Em vez disso, parece que você quer inverter a perspectiva e fazer do ateísmo político o critério de julgamento de toda proposição do Papa, a fim de poder facilmente notar que a exaltação da fé acabaria por negar, assim julgada à revelia, a possibilidade de uma "vida boa" para aqueles que não creem. Mas aqui está o grave descuido. O que Leão disse não diz respeito, em primeiro lugar, ao mundo, mas à Igreja, que vive da relação profética com o Filho de Deus. Não para condenar aqueles que não se adequam a Niceia ou desqualificar aqueles que não creem em Deus, mas para assumir toda a profissão de fé, sem limitações, ao cerne da missão da Igreja.
Respeitamos de modo convicto o que podemos chamar de ateísmo político, que é o alfabeto institucional tardo‑moderno, isto é, o estado não confessional, mas não podemos, de forma alguma, cultivar o ateísmo teológico, sem perder a própria razão de ser de uma igreja. Seria verdadeiramente curioso se um papa tivesse que satisfazer uma posição como a que você expressa, que nega ser ateísta, mas que nega, ao mesmo tempo, qualquer determinação categorial do divino, exceto como determinação unicamente da consciência. Palavra e sacramento continuam sendo constitutivos de uma relação vital com a história.

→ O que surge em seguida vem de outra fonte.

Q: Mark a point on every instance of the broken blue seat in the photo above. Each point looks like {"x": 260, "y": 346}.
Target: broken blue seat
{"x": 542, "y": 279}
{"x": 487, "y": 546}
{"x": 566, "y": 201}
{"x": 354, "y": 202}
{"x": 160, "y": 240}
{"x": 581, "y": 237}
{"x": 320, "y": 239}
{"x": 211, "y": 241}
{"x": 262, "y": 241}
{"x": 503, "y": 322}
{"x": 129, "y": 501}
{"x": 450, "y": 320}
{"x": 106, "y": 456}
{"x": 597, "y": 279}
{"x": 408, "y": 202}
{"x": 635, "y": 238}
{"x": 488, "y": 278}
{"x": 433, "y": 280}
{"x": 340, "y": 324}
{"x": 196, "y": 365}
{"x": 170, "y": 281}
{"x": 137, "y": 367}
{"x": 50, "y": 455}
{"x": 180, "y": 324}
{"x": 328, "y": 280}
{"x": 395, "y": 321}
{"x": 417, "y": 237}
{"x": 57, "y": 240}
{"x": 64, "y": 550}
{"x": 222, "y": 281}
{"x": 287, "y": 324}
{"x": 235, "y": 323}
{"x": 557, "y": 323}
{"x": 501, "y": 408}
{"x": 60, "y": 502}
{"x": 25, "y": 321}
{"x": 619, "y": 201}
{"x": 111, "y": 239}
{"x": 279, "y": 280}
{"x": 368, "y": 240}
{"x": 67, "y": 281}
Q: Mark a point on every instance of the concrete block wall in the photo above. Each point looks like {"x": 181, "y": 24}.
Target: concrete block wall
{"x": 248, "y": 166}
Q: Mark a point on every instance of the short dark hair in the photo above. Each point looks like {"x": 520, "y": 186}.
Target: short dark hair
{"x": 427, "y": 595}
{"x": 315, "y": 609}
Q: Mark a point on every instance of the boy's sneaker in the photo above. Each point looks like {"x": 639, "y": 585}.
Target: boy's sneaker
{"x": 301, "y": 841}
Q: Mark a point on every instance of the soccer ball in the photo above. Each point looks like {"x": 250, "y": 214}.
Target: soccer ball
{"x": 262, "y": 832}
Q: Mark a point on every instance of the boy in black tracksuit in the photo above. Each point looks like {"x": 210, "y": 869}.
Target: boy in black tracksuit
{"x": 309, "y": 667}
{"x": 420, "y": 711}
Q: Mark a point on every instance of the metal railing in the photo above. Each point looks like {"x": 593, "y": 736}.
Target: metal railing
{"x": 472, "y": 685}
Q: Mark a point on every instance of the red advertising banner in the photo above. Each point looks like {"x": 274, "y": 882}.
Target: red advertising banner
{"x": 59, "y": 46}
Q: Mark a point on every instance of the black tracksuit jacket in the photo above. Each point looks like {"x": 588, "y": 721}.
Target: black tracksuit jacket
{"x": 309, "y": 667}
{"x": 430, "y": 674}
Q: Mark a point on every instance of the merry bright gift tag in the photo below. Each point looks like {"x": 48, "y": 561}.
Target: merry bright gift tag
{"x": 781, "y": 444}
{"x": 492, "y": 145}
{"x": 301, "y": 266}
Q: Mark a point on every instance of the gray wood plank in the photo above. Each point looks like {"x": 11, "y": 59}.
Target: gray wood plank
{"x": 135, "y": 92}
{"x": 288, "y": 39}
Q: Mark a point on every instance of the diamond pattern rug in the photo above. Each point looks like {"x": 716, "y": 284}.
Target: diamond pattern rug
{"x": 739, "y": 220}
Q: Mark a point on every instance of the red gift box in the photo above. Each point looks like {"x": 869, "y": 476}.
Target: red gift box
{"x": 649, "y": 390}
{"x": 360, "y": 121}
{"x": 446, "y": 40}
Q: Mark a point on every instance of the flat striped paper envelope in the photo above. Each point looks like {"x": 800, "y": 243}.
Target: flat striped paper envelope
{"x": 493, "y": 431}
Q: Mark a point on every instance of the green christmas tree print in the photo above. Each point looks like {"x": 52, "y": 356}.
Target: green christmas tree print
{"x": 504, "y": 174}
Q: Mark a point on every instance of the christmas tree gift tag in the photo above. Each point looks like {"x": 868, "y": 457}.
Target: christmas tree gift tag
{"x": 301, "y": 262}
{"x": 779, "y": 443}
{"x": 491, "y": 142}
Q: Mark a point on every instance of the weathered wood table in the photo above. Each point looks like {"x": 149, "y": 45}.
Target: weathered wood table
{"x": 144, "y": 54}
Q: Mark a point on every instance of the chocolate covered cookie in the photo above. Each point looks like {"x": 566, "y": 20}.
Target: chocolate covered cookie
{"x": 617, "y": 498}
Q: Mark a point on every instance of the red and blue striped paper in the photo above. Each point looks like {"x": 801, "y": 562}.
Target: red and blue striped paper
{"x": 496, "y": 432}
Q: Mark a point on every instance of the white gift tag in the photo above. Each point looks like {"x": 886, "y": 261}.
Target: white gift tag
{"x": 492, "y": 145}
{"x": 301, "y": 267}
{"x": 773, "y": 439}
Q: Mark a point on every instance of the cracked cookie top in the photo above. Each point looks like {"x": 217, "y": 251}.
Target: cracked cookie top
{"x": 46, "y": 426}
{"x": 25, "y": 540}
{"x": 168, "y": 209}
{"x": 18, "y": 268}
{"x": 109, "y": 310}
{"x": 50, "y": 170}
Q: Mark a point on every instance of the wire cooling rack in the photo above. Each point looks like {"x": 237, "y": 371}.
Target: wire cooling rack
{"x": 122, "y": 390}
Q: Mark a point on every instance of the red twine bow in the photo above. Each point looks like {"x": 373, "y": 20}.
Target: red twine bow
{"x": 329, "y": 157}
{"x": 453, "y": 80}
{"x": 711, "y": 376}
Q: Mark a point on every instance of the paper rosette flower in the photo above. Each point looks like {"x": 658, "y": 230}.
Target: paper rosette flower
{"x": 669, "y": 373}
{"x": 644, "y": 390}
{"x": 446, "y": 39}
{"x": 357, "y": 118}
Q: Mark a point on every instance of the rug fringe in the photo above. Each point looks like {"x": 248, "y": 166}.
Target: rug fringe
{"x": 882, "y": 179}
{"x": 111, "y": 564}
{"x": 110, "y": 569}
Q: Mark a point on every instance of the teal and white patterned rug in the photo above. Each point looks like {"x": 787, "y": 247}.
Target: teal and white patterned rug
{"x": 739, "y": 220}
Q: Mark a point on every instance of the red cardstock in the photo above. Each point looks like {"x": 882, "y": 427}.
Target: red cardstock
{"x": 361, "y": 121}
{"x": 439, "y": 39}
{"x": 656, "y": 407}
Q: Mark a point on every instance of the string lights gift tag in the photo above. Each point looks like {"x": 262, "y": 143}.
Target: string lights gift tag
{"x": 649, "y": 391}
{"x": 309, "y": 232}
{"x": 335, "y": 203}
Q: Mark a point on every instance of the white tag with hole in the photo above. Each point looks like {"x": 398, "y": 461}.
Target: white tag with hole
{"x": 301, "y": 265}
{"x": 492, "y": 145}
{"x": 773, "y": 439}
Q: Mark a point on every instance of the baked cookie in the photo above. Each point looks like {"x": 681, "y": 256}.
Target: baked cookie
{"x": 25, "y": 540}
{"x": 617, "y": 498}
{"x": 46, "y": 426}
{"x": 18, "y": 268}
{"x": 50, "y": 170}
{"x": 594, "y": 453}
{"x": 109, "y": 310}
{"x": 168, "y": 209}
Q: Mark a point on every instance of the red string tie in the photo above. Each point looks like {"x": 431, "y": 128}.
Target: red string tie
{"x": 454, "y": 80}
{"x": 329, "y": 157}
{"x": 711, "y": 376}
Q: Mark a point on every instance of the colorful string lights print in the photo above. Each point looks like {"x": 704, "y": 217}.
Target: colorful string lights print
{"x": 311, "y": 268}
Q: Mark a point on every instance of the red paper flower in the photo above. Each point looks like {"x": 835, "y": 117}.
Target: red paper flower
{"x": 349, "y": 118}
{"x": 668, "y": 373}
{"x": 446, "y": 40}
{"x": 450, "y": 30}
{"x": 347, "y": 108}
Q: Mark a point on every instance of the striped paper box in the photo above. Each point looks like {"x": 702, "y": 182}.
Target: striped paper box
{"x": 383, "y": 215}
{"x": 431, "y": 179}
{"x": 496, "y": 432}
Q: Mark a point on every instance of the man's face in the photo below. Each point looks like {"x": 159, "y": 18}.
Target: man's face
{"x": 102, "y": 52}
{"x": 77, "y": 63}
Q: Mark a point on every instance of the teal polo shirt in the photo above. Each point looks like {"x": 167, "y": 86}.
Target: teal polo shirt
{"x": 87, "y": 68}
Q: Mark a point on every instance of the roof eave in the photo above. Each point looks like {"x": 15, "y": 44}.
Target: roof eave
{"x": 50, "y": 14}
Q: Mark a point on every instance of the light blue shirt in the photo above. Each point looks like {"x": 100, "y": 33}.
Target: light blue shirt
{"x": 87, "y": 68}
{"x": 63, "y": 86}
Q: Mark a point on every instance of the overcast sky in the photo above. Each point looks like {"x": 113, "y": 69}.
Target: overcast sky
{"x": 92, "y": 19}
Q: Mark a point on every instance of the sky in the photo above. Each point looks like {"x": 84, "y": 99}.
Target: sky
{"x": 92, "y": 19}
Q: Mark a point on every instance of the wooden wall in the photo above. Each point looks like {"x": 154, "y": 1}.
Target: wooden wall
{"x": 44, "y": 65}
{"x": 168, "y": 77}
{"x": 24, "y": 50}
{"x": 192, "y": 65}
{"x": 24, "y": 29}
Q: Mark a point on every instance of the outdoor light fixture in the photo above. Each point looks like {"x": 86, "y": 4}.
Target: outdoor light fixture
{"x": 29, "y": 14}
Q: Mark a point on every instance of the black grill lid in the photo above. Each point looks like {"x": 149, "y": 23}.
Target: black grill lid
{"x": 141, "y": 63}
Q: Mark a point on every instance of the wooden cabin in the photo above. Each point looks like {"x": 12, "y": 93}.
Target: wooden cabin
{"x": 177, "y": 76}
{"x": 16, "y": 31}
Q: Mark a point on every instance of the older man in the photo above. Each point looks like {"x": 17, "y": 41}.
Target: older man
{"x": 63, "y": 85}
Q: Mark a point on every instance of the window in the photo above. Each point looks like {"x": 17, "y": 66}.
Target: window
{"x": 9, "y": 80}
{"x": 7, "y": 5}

Sobre esse ponto, penso que o liberalismo por você afirmado com tamanha segurança, tenha dificuldade para compreender uma boa parte da tradição católica e cristã do século passado, sem ter de excluir que toda aparição da fé possa parecer, mais ou menos indiretamente, como uma forma de inautenticidade. Não é ateu quem não acredita no dogma cristão. É ateísmo de fato se um cristão contradiz a fórmula de fé da Igreja à qual pertence. Ninguém condena todas as formas de "não ateísmo" que as diferentes religiões afirmam, mas é necessário discutir cuidadosamente a relação entre o Deus que é objeto da fé e as formas de vida e de relação com a consciência que a própria fé propõe ou impõe.
Todas essas passagens, que continuam sendo complexas, se forem puladas com um salto e reduzidas à "luta contra o ateísmo", se tornam uma crítica a Leão XIV, que, no entanto, encontra como alvo certo apenas Leão XIII, um homem de 130 anos atrás. Essa é uma forma de "ganhar fácil" que não pode convencer: se você sobrepor um papa ao seu homônimo de 130 anos atrás, não ganhará grande coisa.
Para escapar desse potencial redemoinho reducionista gostaria que uma coisa ficasse clara: o novo Papa recém começou a falar. Para evitar prejulgá‑lo, seria útil que todos contextualizassem bem cada discurso e não julgassem ideias pouco compreendidas e proposições avaliadas totalmente fora de contexto. Esse me parece um conselho que vem da simples boa consciência, que todos podem valorizar, sem ter que fazer um ato de fé, exceto talvez em um mínimo grau de confronto direto com as coisas. Que é aquilo com o que, se entendi corretamente, você também sempre se importou.